「何かよそでやっていないことはないだろうか」2023/03/29 06:45

 松居直さんは、出版という「仕事」を選び、その自分に与えられた「仕事」をどれだけ発展させていくか、広げていくか、深めていくか――そこに生きがいを感じた。 それは今でも変わらず、仕事をすることは、生きることだ、と思っている。

 当初福音館は中学生や高校生向きの小事典のシリーズを作っていて、全部で百冊くらい出した。 中でも松居さんが一番作りたかったのは『憲法・宣言・条約集』で、アメリカの独立宣言の本文は、よほど詳しいアメリカ史の専門書以外には載っていなかったのを、あの本文が大好きだったので、全文掲載した。 そういうオリジナリティというものを、どんな小さな企画でも大切にしていた。 日本の古典の全訳シリーズも出して、抄訳が多く、全訳は意外となかったので、評判になった。

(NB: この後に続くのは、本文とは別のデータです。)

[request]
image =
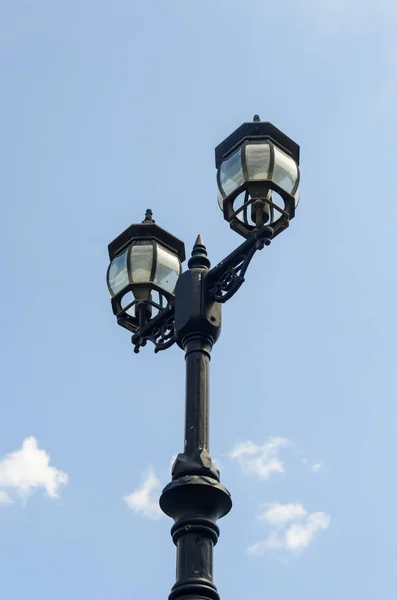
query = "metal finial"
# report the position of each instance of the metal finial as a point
(199, 257)
(148, 216)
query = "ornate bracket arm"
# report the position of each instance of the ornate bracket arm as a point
(228, 276)
(159, 331)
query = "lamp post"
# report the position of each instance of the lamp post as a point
(258, 182)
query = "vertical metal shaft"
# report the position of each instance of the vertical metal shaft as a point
(195, 498)
(197, 354)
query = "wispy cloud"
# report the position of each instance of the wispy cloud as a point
(292, 528)
(316, 467)
(144, 499)
(260, 461)
(28, 469)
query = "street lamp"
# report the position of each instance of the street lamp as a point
(258, 182)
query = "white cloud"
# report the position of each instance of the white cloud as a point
(317, 467)
(260, 461)
(292, 528)
(280, 514)
(144, 499)
(28, 469)
(299, 535)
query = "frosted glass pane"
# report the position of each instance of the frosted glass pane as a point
(231, 173)
(117, 275)
(258, 160)
(285, 171)
(141, 262)
(167, 270)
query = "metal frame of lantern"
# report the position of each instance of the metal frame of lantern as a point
(153, 235)
(258, 193)
(195, 498)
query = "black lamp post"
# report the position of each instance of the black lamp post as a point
(258, 181)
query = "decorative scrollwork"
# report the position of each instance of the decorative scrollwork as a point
(159, 331)
(229, 275)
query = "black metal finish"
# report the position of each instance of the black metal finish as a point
(147, 230)
(195, 498)
(251, 131)
(191, 317)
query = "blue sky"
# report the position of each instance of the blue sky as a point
(108, 108)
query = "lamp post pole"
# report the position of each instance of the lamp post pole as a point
(195, 498)
(258, 181)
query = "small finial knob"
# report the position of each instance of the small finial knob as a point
(148, 217)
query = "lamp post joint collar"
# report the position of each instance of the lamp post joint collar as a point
(199, 258)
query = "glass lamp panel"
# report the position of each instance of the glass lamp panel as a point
(285, 171)
(141, 261)
(117, 275)
(168, 269)
(257, 157)
(231, 173)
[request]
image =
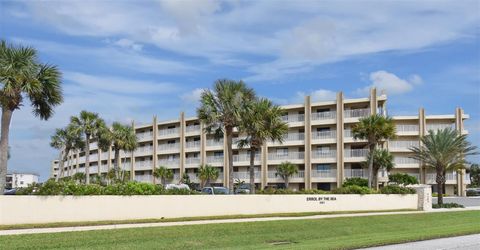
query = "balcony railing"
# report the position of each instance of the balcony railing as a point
(355, 153)
(332, 173)
(324, 135)
(356, 113)
(293, 118)
(402, 144)
(324, 115)
(324, 154)
(169, 131)
(169, 146)
(407, 128)
(274, 175)
(286, 156)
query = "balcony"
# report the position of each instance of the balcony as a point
(170, 132)
(298, 177)
(356, 113)
(145, 136)
(402, 145)
(324, 135)
(169, 147)
(327, 115)
(293, 118)
(289, 156)
(143, 165)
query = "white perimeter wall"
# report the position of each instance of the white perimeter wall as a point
(45, 209)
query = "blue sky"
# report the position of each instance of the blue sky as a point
(133, 59)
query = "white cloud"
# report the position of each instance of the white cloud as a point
(391, 83)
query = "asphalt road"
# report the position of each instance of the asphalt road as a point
(468, 242)
(465, 201)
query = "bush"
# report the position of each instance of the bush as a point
(355, 182)
(448, 205)
(402, 179)
(353, 189)
(395, 189)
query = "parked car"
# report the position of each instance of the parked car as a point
(215, 190)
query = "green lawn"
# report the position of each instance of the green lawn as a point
(330, 233)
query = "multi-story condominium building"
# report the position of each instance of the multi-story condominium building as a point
(20, 180)
(319, 141)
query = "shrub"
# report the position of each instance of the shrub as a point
(402, 179)
(353, 189)
(356, 181)
(395, 189)
(448, 205)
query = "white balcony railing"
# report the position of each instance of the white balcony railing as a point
(286, 156)
(402, 128)
(168, 131)
(168, 146)
(324, 115)
(332, 173)
(355, 153)
(293, 118)
(356, 113)
(324, 154)
(324, 135)
(402, 144)
(192, 144)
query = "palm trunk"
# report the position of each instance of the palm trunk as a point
(440, 179)
(229, 132)
(6, 119)
(87, 159)
(370, 166)
(252, 170)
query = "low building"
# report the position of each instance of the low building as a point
(19, 180)
(319, 142)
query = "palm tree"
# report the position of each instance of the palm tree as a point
(375, 129)
(444, 150)
(89, 124)
(286, 170)
(163, 173)
(261, 121)
(119, 137)
(206, 174)
(382, 159)
(220, 111)
(23, 76)
(65, 140)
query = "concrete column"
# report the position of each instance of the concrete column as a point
(340, 146)
(132, 162)
(373, 101)
(155, 146)
(461, 186)
(182, 143)
(422, 125)
(264, 165)
(308, 145)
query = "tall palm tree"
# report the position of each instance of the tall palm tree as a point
(444, 150)
(261, 121)
(220, 110)
(23, 76)
(89, 124)
(286, 170)
(65, 140)
(119, 137)
(375, 129)
(164, 174)
(382, 160)
(206, 174)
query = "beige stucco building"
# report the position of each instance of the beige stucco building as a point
(319, 141)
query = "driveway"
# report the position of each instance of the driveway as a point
(465, 201)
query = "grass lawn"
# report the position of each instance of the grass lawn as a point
(329, 233)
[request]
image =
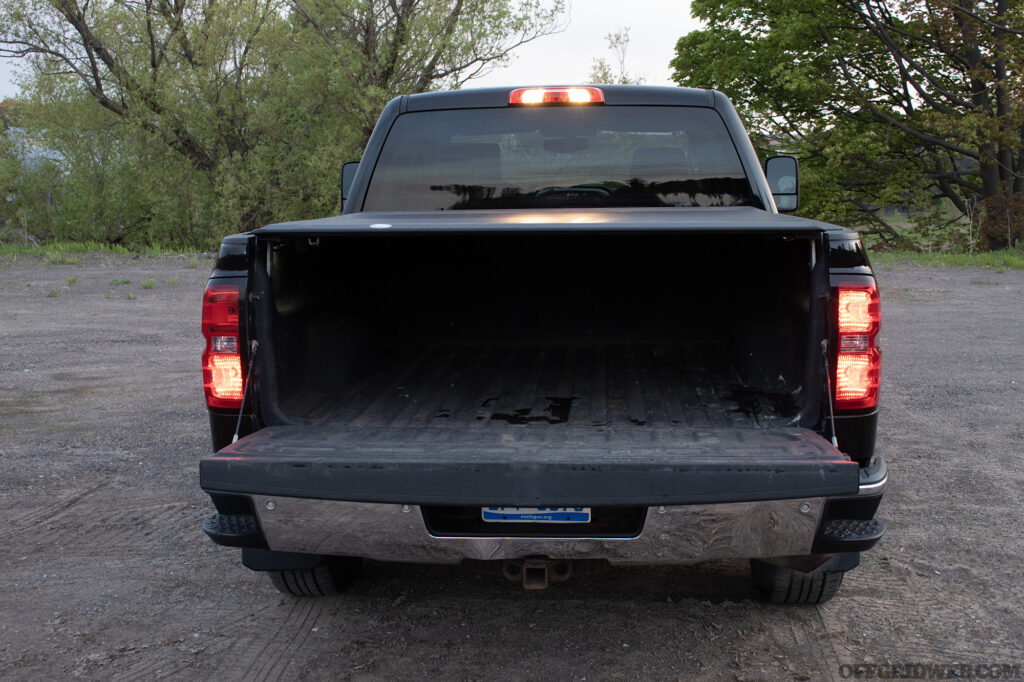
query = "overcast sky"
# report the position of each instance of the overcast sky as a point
(566, 57)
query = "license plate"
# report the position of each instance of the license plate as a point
(537, 514)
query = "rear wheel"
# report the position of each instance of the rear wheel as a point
(326, 579)
(793, 583)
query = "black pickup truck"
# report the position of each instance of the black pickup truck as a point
(554, 328)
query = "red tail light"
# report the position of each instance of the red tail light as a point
(223, 382)
(858, 365)
(573, 95)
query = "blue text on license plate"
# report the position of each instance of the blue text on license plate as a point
(538, 514)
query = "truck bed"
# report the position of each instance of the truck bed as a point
(550, 387)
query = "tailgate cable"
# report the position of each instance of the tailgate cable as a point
(832, 412)
(245, 391)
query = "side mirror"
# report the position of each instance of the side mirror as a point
(782, 174)
(347, 174)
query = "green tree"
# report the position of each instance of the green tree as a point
(182, 120)
(892, 103)
(602, 71)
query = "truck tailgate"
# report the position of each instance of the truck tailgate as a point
(516, 466)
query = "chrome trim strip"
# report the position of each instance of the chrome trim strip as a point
(873, 487)
(679, 535)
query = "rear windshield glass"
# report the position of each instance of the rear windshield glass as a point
(556, 157)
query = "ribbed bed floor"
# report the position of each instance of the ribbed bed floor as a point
(649, 385)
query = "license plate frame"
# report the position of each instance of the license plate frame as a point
(537, 514)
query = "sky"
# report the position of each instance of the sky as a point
(566, 57)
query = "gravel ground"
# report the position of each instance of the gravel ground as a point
(107, 573)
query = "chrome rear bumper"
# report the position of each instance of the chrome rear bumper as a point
(676, 535)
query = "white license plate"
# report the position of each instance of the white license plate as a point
(537, 514)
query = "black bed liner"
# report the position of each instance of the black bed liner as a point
(664, 384)
(525, 465)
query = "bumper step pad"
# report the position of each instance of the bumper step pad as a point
(233, 529)
(847, 535)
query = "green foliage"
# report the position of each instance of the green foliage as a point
(153, 125)
(54, 258)
(601, 70)
(889, 105)
(999, 259)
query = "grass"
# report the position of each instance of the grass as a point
(57, 249)
(1004, 259)
(56, 258)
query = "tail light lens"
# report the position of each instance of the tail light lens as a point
(572, 95)
(858, 363)
(223, 382)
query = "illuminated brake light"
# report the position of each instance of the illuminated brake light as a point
(573, 95)
(858, 310)
(223, 381)
(858, 363)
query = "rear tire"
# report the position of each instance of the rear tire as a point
(782, 585)
(325, 580)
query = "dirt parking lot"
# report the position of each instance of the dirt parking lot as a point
(105, 571)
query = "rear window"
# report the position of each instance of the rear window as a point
(558, 157)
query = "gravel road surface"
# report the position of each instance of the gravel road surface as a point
(105, 572)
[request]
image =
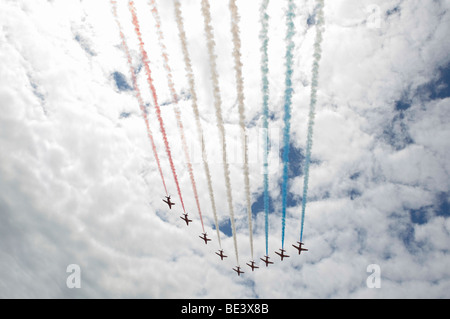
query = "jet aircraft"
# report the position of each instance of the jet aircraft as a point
(206, 239)
(282, 255)
(168, 202)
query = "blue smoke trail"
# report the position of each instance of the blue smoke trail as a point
(287, 109)
(313, 100)
(264, 18)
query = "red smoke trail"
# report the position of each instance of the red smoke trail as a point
(155, 98)
(176, 108)
(138, 92)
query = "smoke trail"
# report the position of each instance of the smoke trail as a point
(217, 104)
(155, 98)
(240, 94)
(176, 108)
(314, 83)
(190, 75)
(290, 15)
(138, 91)
(264, 18)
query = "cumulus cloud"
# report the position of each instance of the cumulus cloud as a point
(78, 182)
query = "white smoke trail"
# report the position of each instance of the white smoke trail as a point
(176, 108)
(314, 83)
(190, 75)
(240, 94)
(217, 104)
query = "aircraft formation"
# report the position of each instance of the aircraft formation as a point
(221, 254)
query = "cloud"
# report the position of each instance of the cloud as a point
(78, 183)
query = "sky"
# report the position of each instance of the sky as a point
(79, 184)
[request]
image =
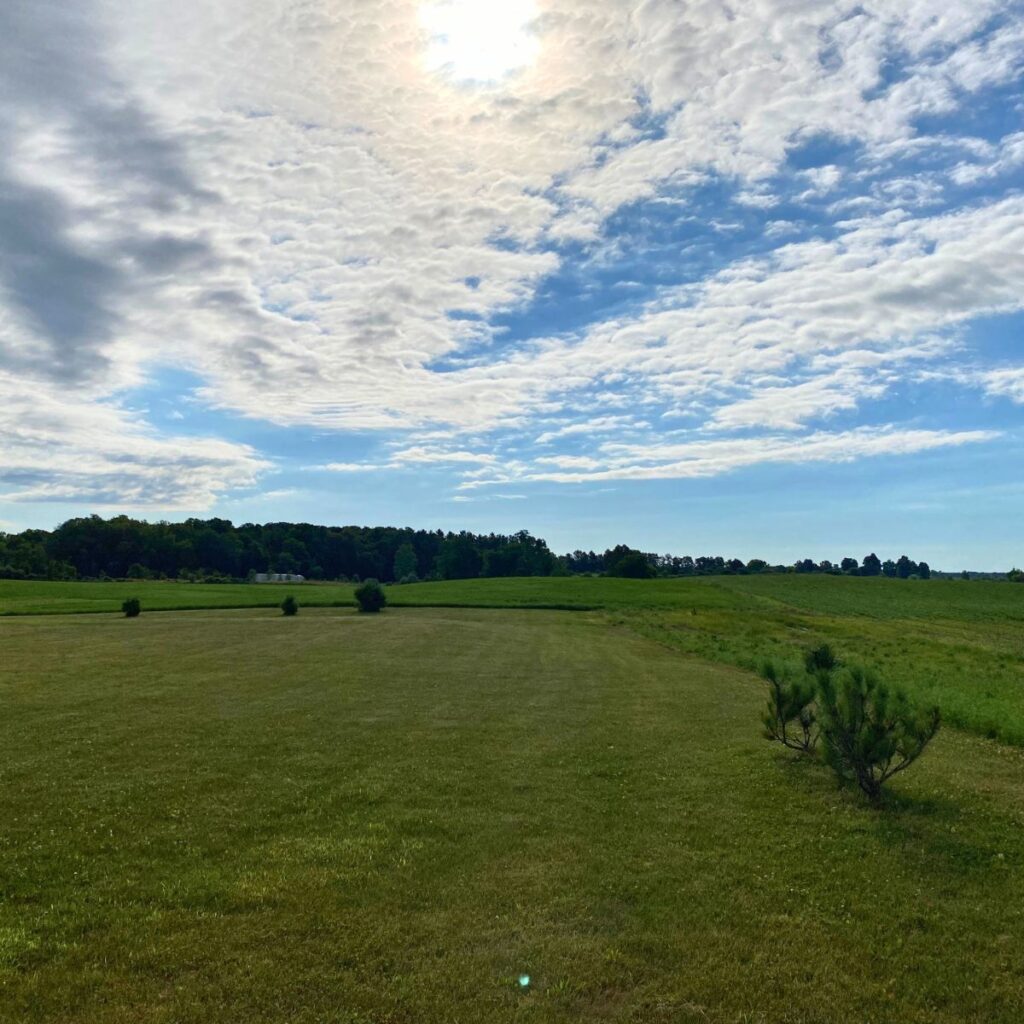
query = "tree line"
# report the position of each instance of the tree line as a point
(216, 550)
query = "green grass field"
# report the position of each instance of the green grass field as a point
(218, 816)
(954, 643)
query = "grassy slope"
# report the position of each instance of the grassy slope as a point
(955, 643)
(35, 598)
(219, 816)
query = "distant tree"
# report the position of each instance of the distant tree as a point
(871, 565)
(905, 567)
(869, 732)
(370, 596)
(404, 561)
(634, 565)
(459, 558)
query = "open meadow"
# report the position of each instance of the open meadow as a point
(957, 644)
(232, 815)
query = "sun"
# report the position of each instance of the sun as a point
(479, 41)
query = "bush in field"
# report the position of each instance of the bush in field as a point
(868, 730)
(370, 596)
(790, 717)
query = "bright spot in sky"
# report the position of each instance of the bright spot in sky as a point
(479, 40)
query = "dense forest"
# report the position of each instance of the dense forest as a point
(216, 550)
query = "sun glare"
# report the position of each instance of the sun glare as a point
(479, 40)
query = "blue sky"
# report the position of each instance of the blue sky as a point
(696, 279)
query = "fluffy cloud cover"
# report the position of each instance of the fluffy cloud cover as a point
(677, 240)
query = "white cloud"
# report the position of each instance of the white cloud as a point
(286, 200)
(1008, 383)
(701, 459)
(53, 449)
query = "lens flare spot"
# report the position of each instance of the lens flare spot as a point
(479, 40)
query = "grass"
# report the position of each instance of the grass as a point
(230, 815)
(953, 643)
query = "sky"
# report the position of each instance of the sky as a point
(743, 279)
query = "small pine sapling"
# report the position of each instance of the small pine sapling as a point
(790, 716)
(869, 731)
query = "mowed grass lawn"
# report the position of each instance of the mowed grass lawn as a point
(953, 643)
(233, 816)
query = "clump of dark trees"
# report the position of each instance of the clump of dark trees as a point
(217, 551)
(868, 731)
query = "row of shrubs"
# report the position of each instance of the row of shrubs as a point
(370, 597)
(866, 731)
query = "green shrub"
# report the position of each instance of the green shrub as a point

 これで私が思い出したのは、また福沢諭吉。 慶応2(1866)年の秋から冬にかけて版行された、『西洋事情』初編巻之二「亜米利加合衆国」で、「千七百七十六年第七月四日、亜米利加十三州独立の檄文」(独立宣言)と、「千七百八十七年議定せる合衆国の律例」(合衆国憲法)を逐条翻訳したことが、幕末明治の日本にどれだけ大きな影響を与えたかである。

 さて福音館書店は、小事典シリーズは軌道に乗ったものの、金沢での出版活動に限界を感じて、入社の翌年昭和27(1952)年に会社は東京に移り、これまたゼロからのスタートとなった。 大手や老舗のある東京の出版事情で、学習参考書や辞書ではとても生きていけないとわかり、何かよそがやっていないことはないだろうか、と考えた。 戦後、民主主義の中で、子どもを平和と自由に向けて育てるにはどうしたらいいのか、いろんな議論があった。 児童文学の面でも、「岩波少年文庫」が活発に出ていた。 ちょうど、その頃第一子が誕生したこともあり、なんとか新しい児童文学、新しい子育てや保育にぴったりくるような子どもの物語を発掘したいという思いが募っていった。 そこで、母親と幼児を対象とした家庭教育と保育にかかわる月刊誌を作ることにして、昭和28(1953)年に創刊した。 雑誌名は『母の友』、主な企画は「こどもにきかせる一日一話」だった。